The early start was worth it, but we still had several hours' driving to reach the Turoa carpark by mid-morning. It was already half full, infested with SUVs and RVs and redolent with diesel fumes, overheated rubber, burnt oil and suncream. With a brilliant sun threatening to turn the climb slushy, we decided to take the chairlifts to the top of the skifield, so we walked up to a ticket counter and asked for lift passes.
“That's $72 each”, she said, smiling brightly.
“Um”, I said, not smiling, weakly. Fortunately, John quickly explained that we weren't skiing; just wanting the ride to the top.
“It should be $16”, he said.
“Ok, that's $18 each”, she said, smiling brightly.
At the top of the second lift we made our way among the the melée of skiers and snowboarders whizzing and pranging like bottled fleas. Most of them ignored us, as they did everyone else—embracing the true spirit of capitalism, they regarded other human beings as mere obstacles to be negotiated. But as we trudged up the slope towards the skifield boundary, we did receive a few cheery “hi”s and other comments and queries. Two people slid past, clinging to the tow.
“Going to the top?” one asked.
“Yep, all going well”.
And it was. Apprehensive about the limited amount of time I'd spent in the hills since early in the year (i.e. none), I'd been stressing to John that I was expecting to feel sluggish and slow. But instead, I felt comfortable and relaxed; the snow a good consistency for walking; the weather brilliant. I looked around at the busy field and felt my cynicism evaporating—instead of seeing spoiled rich kids and up-themselves materialists, I saw hundreds of people enjoying the day; just a heap of people having a good time. Like me.

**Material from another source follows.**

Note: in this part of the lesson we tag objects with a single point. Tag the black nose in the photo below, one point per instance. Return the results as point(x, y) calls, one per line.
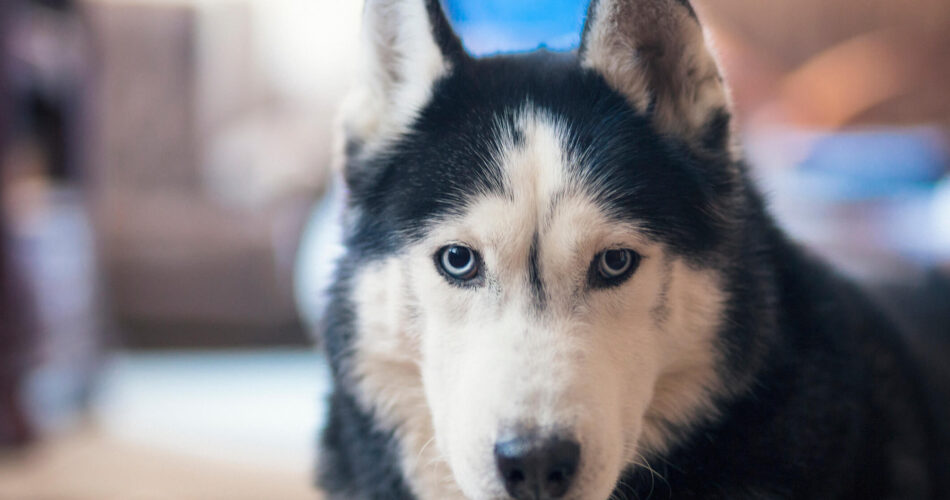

We left the crowds behind, and crossed a short section of powder-covered ice into the Mangaehuehu neve. John, a little way ahead, stopped to put crampons on before crossing a large, shaded snowfield which would presumably be icy. Meanwhile, I swapped lenses and snapped photos and eventually decided against crampons when John called back that the snow was softer than expected and that I should be ok without them. He was right; in fact, the snow was soft enough for me to leave my crampons bundled up the whole day.
I sidle around to a small snow bench just below the summit to shelter from a wind that's not strong but bitterly cold. We sit there, perched in the sky, eating lunch, looking south, looking down the steep ridge. The architecture's complex: massive cauliflowers and chandeliers of ice hanging over a glimpse of red and brown rock; snowbanks curving soft and smooth or rising to clean lines parting the light—one side blue shadow, the other a brilliant, glaring white. Far below, sunlight skids over the Mangaehuehu Glacier, picking out texture, stretching shadows. Three people, small as ants, cross the glacier towards the foot of the ridge; they're so tiny their movement seems imperceptible. Someone else skins over towards our line of footprints; on the summit of Tahurangi two people are silhouetted. Landscape as playground...
I think of Barry Lopez's words; how he points out that in the wake of the "...loss of personal and local knowledge, the knowledge from which a real geography is derived, the knowledge on which a country must ultimately stand ... has come something hard to define but...sinister and unsettling—the packaging and marketing of land as a form of entertainment." Is this what has happened to Ruapehu? Undoubtedly. No one looking around from up here and seeing the snowboard trails, the tiny figures scattered over the mountain, the lines of footprints and the distant pillars of chairlifts and tows, would deny it.
But I can guess that most of the people on the mountain that day—and that's a lot of people—returned feeling exhilarated and renewed. And that's a lot of happiness and renewal. I find it hard to condemn too roundly the activities that enable so many people to gain so much enjoyment. Sure, it's unattainable for many—if you can't afford $72 for a day pass, let alone the petrol to get there and back, you might resent the rich bastards who can afford it. But even rich bastards are human beings; even they are entitled to some happiness. Besides, you can console yourself by thinking that by the time they've paid for their day on the slopes, they'll have a tiny bit less money, and maybe, because they're happy, they'll be a little more compassionate and a tiny little bit less like bastards. (Well, there might be some truth in it).
But back to the point. We took advantage of the chairlift; we used the road that wouldn't have been built if the skifield wasn't there. In some respects, if there's a finger to be pointed at those who prop up “the packaging and marketing of land as a form of entertainment”, then that finger is pointed at me, too. But, for me, there are limits—indefinite expansion of commercial activities all over the mountain is not acceptable. More importantly, I'd like to think that a fair proportion of the skiers, snowboarders and others would have left the mountain feeling the way I did: grateful for what the mountain (rather than the skifield operators) had gifted, and with a deep sense of respect for the mountain as something deeply significant and important; as something far greater than rock, ice and snow.
1. from Lopez, B. 1998: The American Geographies. Ch. 8 in: About this life. New York, Vintage Books (1999) ISBN 0-679-75447-4. 273 p. The quote is on pp. 135–6.